Cover photo

Gallup

A YouTube video convinced me to pay $20 for an online Gallup test.

My results were:

They did make me feel good about myself. But then, this also made me think about the strenuous side-effect of these strenghts. For me, I realised, there are at least three.

Notes

By nature, you have a capacity for envisioning what the coming months, years, or decades could, should, or will be like. Frequently you are prompted to transform your ideas into things you can touch, taste, see, smell, or hear. Chances are good that you take advantage of every opportunity to describe to others all the amazing things you see happening in the coming months, years, or decades.

When I’m lost in thought, it’s almost always about the future. During formal practice, while labelling thoughts as they come and go, I hardly come across anything other than planning.

The moment an idea turns into a plan, I need to write it down. There are pieces of paper filled with notes all over my desk. This year I set up an organisation, a project, and a Kanban board for myself on GitHub to track blogging ideas. At the moment of writing, I managed to execute 4. I am working on 2 and have 21 sitting in the to do column.

If I don’t write thoughts down, I’m afraid of losing them, and very often I do. It’s almost like the moment a plan is ready, my mind is willing to throw it all away to make space for more planning.

Spontaneity

Instinctively, you generate ideas quickly. You draw clever linkages between facts, events, people, problems, or solutions. You present others with numerous options at a pace some find dizzying.

Being unprepared and acting spontaneously is not my preference. But I don’t elude situations that require it. Instead, my mind prefabricates lots of possible scenarios, so it feels ready. I’m not sure I’m ever even afraid of showing up unprepared. Planning comes so effortlessly that I have had situations where I get less than an hour notice before delivering a public talk. By the time it starts, I have a clear idea of what I want to say and how to deliver the message.

Because so much planning works for me most of the time, I end up in a self-reinforcing loop. Even the most trivial situations, like a quick chat with anyone in the company, become things to plan for. Before I go to an event, I will have specific ideas for things to talk about to 10+ people.
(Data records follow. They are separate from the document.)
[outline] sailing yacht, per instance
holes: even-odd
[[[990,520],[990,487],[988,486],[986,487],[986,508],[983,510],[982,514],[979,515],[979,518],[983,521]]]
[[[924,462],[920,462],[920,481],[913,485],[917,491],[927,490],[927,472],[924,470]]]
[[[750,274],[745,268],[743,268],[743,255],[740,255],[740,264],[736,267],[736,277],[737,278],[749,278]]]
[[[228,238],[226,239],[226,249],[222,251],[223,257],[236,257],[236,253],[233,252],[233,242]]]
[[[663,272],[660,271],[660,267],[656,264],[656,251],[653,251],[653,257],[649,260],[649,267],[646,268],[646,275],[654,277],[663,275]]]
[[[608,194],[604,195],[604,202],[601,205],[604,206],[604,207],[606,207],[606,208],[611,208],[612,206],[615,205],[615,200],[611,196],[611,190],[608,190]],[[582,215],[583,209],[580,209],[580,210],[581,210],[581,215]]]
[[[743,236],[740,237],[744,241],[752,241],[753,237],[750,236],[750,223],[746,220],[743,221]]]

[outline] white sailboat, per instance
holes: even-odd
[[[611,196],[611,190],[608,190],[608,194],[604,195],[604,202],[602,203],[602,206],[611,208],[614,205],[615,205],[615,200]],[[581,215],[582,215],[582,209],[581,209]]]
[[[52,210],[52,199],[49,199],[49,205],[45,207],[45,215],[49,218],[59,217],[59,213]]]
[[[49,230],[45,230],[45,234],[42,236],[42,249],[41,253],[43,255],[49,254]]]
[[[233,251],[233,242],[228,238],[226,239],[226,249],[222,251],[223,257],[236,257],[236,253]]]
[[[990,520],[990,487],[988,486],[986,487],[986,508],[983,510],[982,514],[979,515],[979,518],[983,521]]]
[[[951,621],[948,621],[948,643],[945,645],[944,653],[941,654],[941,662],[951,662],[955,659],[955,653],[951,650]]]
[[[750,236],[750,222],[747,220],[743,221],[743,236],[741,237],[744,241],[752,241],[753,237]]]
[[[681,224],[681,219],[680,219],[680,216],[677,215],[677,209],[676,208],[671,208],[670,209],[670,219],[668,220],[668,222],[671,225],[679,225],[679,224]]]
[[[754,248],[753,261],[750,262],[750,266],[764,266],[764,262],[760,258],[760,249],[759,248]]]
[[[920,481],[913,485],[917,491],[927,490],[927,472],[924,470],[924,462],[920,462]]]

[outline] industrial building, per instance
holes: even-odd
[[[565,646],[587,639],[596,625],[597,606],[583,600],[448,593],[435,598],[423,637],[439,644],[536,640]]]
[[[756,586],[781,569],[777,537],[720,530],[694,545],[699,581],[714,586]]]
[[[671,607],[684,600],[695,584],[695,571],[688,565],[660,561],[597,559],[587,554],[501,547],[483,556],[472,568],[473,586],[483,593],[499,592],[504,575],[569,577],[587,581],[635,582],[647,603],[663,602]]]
If it’s just one person I’m meeting, e.g. for a weekly one-to-one chat, it becomes easy to write down a list of 3+ things to talk about. Almost always they turn out good, and I’m glad of the little effort I have put into making the encounter worthwhile. But if it is a bigger event, with a lot of people, imagining it all in the back of my head adds up and becomes overwhelming.

Memory

Driven by your talents, you have an ability to imagine what visionaries believe is possible as you read about their innovative ideas and plans. The information you acquire generally frees you to make a mental leap from this moment in time to the future that these thinkers see.

This preoccupation I have with planning distorts the importance I assign to facts from the past. Telling me something does not stick in my head unless there’s a clear connection to the future - or my plans for the future, to be exact. And then when I forget what someone told me, I feel bad for not caring more about something important to that person. One strategy I developed is to immediately warn people that I’m not going to remember what I’m being told. I can kind of tell when it’s likely to happen, but it better not.

I imagine that  it can be somewhat disappointing when you have to deal with me at work. I ask the same questions more times than I can remember. Often, I even need to be reminded about the things I said.

On the flip side, I have no trouble remembering ideas I read about in books, especially those related to my plans for the future. And making these connections happens a lot. Thanks to that, I feel no need to highlight or write down passages I find valuable. The imprint in my memory is strong, even more so when I start referring to them in conversations.

Other

There are flip sides to any strength and weaknesses carry something positive.

I have yet to grasp the side effects of strategic and intellection strengths. They seem to have a lot to do with how convincing I am. And how I can’t resist introducing abstractions when hearing about simple facts. If you start telling me about your day, I struggle to let you finish.